What appears to be happening is that as people’s unemployment benefits run out they settle for any job. It makes no sense to take a job for less than half the pay of your old job while you are collecting unemployment benefits. It makes a lot of sense to take whatever you can get when the checks stop coming in the mail and you need to find a way to put food on the table. The problem is it is not enough for our society to simply have people working. We need to have them working in good paying value added jobs. We are a society deeply in debt. As such we need rising incomes to service the debts. If incomes are declining it is much more difficult to pay our debts. If incomes are declining it is much more difficult for tax revenues to stabilize. And finally, if incomes are declining it is much more difficult to grow our economy. For despite the .1% drop in average earnings we have a long way to fall if our wages are to reach par with China where the average worker in Shanghai makes $5,000 per year. Most of these workers have no benefits, such as pensions or health care. The Chinese society also doesn’t have the percentage debts to service that the American society does.

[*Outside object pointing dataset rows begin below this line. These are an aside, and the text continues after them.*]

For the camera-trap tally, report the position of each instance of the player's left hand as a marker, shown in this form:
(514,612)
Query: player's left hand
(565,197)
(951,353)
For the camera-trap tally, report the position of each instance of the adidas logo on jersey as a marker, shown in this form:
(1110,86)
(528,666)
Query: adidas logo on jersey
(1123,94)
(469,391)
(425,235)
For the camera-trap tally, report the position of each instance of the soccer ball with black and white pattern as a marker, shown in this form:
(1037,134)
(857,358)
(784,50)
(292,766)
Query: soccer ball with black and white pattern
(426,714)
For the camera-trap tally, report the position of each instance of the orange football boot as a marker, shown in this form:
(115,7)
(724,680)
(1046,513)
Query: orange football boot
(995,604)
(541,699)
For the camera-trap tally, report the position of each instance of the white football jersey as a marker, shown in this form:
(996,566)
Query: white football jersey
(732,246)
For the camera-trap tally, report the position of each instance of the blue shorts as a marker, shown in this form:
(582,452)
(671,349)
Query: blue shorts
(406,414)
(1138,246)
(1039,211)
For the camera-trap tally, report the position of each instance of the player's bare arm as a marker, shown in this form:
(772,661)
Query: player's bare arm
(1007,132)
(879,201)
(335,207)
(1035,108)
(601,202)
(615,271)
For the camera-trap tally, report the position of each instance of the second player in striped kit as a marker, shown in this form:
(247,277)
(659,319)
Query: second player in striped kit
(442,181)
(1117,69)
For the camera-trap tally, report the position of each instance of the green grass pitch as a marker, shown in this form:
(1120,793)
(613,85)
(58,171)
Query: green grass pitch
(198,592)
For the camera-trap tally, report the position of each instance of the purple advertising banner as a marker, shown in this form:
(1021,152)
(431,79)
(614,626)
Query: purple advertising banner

Rather than high-fiving at the Whitehouse while strategizing with Census hiring how to have the lowest top-line unemployment number possible for the November 2010 election, the Whitehouse should take a serious look at this supposed economic miracle. President Obama should ask is the March Unemployment Report the best we can do after-all? After we spent a bunch of our $787 billion economic stimulus money? After the Federal Reserve printed over $1.5 trillion? What will happen now that the printing has ended? What will happen now that taxes will rise due to the health care bill, due to the states need for revenue, and due to the pending expiration of the so called Bush tax cuts in 2011? What will happen in 2011 when the states don’t have stimulus dollars to plug some of the shortfalls in their budgets? Where do we go from here? The President’s strategy of having the U.S. double exports within 5 years is a joke when one considers we are competing against global workers who make $5,000 per year without benefits and that have free and open access to our markets while we don’t have free and open access to theirs. The next big joke is the oppositions plan that the way to improve the economy is to reduce the federal deficit primarily through spending cuts. Why don’t we ask Latvia, Ireland and Greece how that’s working out. Our country needs to have a real long look in the economic mirror and quit spinning every economic statistic in a way to make it benefit either the Republican Party or the Democratic Party. Otherwise, like Japan we are staring at two lost decades, not one.